La première proposition est assez étonnante d'un point de vue juridique : il s'agit en effet de rembourser les frais des personnes commettant un acte illégal dans un autre pays (le délai pour avorter sous conditions en Belgique est de 12 semaines de grossesse). La seconde proposition manque pour sa part d'une vraie réflexion quant au délai anglais et hollandais. En effet, à ce stade de la grossesse (24 semaine pour le délai anglais), l'enfant est parfaitement formé et a une chance de survie importante, qui oblige les médecins avorteurs à provoquer un arrêt cardiaque de l'enfant afin de ne pas avoir un bébé vivant après l'avortement.

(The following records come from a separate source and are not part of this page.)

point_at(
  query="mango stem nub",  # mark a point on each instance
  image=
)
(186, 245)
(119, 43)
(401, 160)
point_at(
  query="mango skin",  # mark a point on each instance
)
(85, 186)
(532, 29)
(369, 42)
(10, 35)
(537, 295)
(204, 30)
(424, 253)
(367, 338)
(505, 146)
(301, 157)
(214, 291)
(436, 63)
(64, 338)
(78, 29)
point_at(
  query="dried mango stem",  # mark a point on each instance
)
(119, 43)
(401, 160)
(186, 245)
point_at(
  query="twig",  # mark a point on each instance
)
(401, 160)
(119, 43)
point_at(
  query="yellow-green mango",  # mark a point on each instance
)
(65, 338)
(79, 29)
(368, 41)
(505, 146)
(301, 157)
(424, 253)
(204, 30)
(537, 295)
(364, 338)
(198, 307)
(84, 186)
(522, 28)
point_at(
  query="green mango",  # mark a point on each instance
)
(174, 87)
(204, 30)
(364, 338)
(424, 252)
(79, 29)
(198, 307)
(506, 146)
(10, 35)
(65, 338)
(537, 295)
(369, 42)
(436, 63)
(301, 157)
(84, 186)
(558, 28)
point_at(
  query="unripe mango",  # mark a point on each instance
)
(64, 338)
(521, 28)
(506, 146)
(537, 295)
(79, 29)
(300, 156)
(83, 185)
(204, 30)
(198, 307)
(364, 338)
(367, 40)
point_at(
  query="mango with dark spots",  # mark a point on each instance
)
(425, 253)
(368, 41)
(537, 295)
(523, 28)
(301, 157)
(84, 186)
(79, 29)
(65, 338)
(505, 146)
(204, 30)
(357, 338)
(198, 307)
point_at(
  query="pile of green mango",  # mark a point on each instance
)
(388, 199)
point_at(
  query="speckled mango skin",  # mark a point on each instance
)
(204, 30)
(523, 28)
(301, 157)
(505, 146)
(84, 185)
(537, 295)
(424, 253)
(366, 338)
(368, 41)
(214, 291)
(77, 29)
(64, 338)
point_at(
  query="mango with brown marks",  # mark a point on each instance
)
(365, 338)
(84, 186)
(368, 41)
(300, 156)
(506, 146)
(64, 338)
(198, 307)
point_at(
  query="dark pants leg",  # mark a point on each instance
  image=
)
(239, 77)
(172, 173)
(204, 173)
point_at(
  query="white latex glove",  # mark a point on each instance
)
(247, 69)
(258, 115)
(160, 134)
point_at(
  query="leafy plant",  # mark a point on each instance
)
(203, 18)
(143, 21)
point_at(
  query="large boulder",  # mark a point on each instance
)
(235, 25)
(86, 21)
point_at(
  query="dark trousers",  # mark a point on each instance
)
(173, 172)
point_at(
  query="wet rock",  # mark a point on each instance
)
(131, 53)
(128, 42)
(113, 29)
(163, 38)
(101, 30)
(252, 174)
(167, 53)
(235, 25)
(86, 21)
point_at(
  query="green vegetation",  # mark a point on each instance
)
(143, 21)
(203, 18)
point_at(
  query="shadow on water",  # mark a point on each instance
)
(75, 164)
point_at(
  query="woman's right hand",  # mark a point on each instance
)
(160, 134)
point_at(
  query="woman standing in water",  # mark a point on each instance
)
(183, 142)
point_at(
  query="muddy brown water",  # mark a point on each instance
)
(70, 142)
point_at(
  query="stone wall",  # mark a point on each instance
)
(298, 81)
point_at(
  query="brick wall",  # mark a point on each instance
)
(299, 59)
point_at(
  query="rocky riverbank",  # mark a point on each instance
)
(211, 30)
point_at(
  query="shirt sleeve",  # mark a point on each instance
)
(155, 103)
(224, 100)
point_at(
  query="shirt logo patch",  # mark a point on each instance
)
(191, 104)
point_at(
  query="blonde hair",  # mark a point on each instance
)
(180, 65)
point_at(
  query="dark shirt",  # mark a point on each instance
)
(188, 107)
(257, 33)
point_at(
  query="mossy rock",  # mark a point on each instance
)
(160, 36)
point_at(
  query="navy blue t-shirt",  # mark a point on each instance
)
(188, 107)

Certaines institutions font référence à l'arrêt Decker-Kohll de la Cour de Justice européenne qui, rappellent-elles, "oblige les mutualités à rembourser les soins prodigués à l'étranger parce que ces soins ne sont pas disponibles dans le pays de résidence". Il est cependant loin d'être sûr qu'un avortement puisse être considéré comme un "soin médical" comme un autre. Les législations sur l'avortement n'entre en pratique pas dans le champs de compétence de l'UE, ce qui n'empêche pas les institutions de peser en sa faveur. D'autres "suggèrent d'élargir le champ des situations exceptionnelles" dans la loi belge, évoquant une extension des délais. Les institutions insistent aussi sur la nécessité d'une politique préventive.

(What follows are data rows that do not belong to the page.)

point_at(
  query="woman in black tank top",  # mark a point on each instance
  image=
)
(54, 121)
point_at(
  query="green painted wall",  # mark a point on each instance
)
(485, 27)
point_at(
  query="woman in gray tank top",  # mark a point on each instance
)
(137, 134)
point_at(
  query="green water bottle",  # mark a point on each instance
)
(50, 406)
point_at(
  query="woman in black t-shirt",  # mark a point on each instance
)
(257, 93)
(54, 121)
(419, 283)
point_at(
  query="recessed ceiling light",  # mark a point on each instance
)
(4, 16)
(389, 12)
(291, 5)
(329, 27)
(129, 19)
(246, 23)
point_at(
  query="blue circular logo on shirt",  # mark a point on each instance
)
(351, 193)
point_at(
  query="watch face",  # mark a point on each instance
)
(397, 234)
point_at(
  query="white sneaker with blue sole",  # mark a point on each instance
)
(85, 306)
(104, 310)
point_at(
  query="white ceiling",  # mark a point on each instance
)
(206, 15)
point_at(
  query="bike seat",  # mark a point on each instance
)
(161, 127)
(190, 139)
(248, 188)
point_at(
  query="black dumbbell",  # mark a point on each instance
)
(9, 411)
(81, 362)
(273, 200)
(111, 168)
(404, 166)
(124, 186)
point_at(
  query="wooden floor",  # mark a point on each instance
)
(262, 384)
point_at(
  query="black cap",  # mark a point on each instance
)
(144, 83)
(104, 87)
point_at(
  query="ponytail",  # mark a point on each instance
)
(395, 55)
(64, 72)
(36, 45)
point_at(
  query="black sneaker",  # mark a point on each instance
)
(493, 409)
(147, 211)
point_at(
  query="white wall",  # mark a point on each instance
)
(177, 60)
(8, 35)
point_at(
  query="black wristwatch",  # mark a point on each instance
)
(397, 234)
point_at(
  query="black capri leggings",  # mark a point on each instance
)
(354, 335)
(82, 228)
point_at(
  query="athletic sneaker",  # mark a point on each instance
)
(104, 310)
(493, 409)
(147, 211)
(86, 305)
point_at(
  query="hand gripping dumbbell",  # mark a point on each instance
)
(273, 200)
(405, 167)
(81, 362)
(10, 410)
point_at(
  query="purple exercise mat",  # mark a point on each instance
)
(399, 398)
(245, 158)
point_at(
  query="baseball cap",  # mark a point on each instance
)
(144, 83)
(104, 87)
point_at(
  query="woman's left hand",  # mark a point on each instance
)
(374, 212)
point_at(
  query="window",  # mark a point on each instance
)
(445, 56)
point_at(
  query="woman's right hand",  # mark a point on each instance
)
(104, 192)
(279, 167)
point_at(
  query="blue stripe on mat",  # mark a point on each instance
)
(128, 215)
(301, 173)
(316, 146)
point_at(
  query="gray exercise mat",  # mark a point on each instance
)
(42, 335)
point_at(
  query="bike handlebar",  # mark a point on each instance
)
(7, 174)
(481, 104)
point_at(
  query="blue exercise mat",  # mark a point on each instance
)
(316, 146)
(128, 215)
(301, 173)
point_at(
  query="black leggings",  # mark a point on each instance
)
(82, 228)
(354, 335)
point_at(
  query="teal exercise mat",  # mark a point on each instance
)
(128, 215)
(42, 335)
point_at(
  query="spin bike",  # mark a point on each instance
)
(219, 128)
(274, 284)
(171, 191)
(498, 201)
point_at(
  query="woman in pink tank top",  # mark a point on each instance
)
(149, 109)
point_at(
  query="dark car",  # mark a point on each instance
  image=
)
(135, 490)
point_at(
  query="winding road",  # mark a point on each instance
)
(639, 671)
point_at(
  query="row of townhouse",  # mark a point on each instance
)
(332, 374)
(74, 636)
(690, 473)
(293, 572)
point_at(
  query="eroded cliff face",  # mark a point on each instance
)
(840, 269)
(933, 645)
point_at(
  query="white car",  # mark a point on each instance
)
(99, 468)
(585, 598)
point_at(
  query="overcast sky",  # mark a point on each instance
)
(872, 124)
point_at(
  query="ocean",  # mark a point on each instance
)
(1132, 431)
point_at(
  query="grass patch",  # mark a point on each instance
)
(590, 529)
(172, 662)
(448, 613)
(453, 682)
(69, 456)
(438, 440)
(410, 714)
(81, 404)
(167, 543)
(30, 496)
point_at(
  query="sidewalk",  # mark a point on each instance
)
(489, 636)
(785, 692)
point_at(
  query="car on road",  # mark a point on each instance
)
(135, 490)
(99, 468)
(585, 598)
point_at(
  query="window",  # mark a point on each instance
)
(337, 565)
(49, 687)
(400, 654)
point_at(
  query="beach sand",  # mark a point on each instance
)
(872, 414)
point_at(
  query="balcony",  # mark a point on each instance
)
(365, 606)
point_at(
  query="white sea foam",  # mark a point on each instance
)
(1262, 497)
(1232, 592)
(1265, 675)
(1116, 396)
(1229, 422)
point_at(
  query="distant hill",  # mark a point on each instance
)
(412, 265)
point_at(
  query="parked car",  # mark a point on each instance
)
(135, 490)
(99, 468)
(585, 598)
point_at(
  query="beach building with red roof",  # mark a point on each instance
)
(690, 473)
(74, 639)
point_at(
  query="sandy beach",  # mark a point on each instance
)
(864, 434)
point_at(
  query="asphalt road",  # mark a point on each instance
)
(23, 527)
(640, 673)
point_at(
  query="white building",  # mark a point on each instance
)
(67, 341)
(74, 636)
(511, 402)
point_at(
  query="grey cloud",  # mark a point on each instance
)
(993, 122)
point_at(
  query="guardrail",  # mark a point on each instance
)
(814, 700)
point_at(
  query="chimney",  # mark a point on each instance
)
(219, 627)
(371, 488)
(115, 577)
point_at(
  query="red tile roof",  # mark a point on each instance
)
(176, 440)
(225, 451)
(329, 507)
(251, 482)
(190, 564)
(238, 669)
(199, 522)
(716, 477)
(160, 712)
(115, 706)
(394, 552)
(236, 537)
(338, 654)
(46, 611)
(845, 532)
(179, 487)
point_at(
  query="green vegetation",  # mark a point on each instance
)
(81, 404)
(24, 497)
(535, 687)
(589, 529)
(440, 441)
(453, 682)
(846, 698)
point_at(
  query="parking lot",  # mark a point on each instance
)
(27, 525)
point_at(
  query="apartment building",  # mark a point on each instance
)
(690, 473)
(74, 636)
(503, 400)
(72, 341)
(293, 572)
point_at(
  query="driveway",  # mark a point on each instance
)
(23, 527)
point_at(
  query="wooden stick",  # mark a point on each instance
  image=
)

Dans ses conclusions, la Commission d'évaluation de la loi sur l'avortement "souligne une fois de plus l'intérêt qu'il y aurait à prendre en compte les suggestions formulées par les institutions".

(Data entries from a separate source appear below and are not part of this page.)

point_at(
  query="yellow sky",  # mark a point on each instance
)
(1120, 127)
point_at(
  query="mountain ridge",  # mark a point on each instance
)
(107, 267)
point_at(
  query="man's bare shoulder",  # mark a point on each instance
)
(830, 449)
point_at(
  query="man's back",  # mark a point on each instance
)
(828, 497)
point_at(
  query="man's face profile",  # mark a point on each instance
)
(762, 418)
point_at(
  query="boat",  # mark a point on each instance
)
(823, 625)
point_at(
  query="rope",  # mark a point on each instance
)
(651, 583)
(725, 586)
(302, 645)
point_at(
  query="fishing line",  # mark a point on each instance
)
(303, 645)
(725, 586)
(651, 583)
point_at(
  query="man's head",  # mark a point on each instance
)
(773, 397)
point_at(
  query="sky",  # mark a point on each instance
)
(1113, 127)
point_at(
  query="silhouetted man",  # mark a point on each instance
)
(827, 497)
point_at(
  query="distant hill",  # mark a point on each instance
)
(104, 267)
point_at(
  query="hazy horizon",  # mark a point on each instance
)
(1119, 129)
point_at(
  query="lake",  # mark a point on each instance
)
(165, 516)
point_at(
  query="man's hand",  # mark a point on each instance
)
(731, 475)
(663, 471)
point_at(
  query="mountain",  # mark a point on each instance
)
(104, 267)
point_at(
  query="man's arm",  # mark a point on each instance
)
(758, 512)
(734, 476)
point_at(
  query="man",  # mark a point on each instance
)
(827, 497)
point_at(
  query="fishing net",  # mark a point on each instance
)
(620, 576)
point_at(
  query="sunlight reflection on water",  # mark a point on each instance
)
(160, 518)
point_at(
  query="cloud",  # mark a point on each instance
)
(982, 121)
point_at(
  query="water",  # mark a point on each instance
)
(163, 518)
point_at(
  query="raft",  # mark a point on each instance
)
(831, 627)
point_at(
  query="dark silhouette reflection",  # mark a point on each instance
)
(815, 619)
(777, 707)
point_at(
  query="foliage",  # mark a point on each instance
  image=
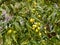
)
(30, 22)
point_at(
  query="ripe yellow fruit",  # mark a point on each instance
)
(32, 20)
(34, 26)
(45, 28)
(39, 34)
(39, 16)
(37, 23)
(37, 30)
(9, 31)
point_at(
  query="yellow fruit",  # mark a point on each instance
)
(37, 23)
(9, 31)
(39, 34)
(45, 28)
(45, 32)
(37, 30)
(32, 20)
(39, 16)
(34, 4)
(34, 26)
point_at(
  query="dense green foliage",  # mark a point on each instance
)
(29, 22)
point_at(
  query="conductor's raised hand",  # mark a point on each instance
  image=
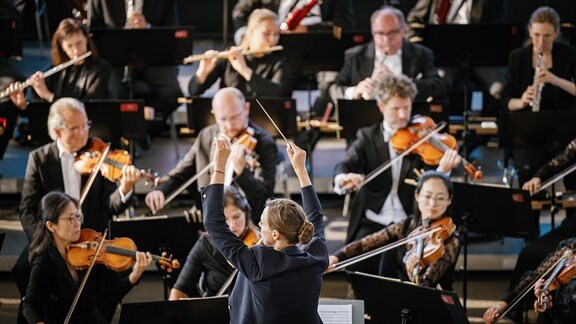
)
(221, 152)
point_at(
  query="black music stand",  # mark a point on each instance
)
(282, 111)
(111, 120)
(156, 234)
(194, 310)
(308, 53)
(475, 49)
(546, 130)
(354, 114)
(490, 210)
(11, 30)
(405, 302)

En 2007, il y a eu 18.705 avortements en Belgique soit 838 de plus qu'en 2005 (17.867), date de référence du dernier rapport remis au Sénat. En 2006, ce nombre était de 18.201.

Ces chiffres ne tiennent pas compte du nombre de femmes domiciliées à l'étranger (314 en 2007) mais intègrent le nombre de femmes belges et luxembourgeoises qui ont fait pratiquer un avortement aux Pays-Bas (851).

La Commission souligne que plus de 25% des avortements ont lieu à Bruxelles, la Région qui connaît le taux de chômage le plus élevé du pays. Evoquant la crise, la Commission en appelle à mieux cibler le travail de prévention, notamment en prenant en compte des données relatives à la situation socio-économique des femmes concernées. Elle se félicite à cet égard du dépôt d'une proposition de loi déposée par Patrik Vankrunkelsven (Open Vld) et Christine Defraigne (MR).